First and foremost, the phrase “utility-scale” can be a bit misleading. Technically, all solar energy projects — whether it’s a few rooftop panels or a whole acre of them — are “on the grid” providing the local utility company with solar-powered electricity. The only time a solar energy project is not truly utility-scale is when it’s completely disconnected from the grid and not connected through a power line. This is almost never the case. 

But for our purposes and most discussions of this nature, utility-scale solar farms refer to those massive areas of land where solar panels stretch beyond the horizon. Such installations consist of hundreds of thousands of solar panels that absorb energy from the sun, generate an electric current and distribute that power on high-voltage power lines. The electricity travels along those power lines to the electricity grid, eventually making its way to your home. 

These facilities,typically operate on power purchase agreements, wherein businesses agree to purchase a specific amount of electricity either from the utility or the generator. They also operate through other means, such as tax equity investments, a fancy term you can learn more about in our solar for business article.

That’s just one side of the solar farm coin! The other consists of the thousands of smaller-scale farms the industry refers to as community solar or solar gardens. 

Community Solar Farms

Community solar farms are small-scale solar facilities that generate around 5 MW of electricity for a local community of homes and businesses. The power is shared among everyone who participates in the program. Depending on the number of residents and the amount of production, the residents could get a reduction in their electricity bill for investing in this solar project. 

Here’s how it works:

The solar panels are installed in a large, open area of the neighborhood that receives maximum exposure to sunlight.

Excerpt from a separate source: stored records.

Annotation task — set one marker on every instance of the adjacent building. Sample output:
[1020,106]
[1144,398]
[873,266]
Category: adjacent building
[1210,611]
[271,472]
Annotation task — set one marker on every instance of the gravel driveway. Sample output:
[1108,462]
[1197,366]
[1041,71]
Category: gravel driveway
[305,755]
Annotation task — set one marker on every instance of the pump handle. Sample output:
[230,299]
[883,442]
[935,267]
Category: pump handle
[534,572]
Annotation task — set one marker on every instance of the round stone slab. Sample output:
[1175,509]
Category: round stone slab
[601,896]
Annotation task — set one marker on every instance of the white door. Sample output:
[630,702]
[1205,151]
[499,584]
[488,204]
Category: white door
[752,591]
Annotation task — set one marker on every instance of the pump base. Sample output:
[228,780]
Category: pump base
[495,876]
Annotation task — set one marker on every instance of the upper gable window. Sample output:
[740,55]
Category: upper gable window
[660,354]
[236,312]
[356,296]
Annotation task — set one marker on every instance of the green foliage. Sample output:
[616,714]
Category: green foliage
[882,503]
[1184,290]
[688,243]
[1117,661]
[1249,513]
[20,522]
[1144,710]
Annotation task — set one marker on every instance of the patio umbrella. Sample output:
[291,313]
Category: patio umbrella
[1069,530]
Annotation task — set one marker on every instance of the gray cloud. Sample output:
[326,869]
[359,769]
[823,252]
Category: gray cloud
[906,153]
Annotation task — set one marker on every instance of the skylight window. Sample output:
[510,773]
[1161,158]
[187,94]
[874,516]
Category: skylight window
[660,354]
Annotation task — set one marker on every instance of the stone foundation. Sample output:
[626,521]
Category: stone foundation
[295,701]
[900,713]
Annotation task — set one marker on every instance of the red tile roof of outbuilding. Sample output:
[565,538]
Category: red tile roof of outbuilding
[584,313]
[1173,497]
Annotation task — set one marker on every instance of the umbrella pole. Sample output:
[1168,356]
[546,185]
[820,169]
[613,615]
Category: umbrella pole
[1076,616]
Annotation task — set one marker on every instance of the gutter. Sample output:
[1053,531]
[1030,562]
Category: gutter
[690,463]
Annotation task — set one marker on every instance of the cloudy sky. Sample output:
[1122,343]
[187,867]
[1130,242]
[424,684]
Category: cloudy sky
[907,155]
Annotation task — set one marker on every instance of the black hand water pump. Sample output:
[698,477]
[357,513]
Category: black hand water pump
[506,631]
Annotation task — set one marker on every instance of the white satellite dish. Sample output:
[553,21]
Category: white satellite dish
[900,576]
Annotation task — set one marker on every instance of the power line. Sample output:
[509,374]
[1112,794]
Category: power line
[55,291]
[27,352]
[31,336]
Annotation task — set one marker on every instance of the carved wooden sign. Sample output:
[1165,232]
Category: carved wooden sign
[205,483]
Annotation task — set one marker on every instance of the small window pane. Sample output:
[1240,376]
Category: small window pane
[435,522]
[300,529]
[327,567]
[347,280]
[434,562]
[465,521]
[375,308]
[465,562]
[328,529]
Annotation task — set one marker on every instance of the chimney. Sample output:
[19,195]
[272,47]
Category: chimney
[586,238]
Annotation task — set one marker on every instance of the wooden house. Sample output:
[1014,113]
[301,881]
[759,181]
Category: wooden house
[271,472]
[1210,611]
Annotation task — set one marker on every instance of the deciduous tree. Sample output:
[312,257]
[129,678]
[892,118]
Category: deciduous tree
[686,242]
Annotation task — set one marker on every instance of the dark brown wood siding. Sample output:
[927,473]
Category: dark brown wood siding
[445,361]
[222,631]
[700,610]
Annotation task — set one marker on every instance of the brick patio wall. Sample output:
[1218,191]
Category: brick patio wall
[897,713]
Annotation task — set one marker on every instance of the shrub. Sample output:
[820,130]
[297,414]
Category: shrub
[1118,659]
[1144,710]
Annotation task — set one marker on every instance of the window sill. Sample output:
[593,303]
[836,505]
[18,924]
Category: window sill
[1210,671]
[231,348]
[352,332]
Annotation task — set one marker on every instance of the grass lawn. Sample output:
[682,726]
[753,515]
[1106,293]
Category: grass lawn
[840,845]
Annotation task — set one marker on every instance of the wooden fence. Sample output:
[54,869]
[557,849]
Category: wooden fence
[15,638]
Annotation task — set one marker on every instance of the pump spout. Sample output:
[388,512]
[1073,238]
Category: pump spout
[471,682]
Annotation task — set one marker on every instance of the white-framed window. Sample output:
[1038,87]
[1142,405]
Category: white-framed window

The solar energy gets fed into the larger electricity grid for the region.

People who joined the solar program will see their energy bill adjusted for the amount of energy generated in relation to the size of their home.

This is possible with technology called “virtual net metering.” Your retail energy company will credit your bill for the amount of electricity your community solar farm generates in proportion to your home’s energy load. 

Community solar also differs from utility-scale solar because it’s considered distributed energy or distributed generation resource (DER). The electricity produced by the community solar farm is used to power the homes within a close range. Thus, they’re less likely to lose power if the grid goes down. 

In contrast, electricity made by utility-scale solar farms can travel for miles and miles until it reaches its destination, be it your home or business. Ultimately, both have unique benefits that move the solar industry forward!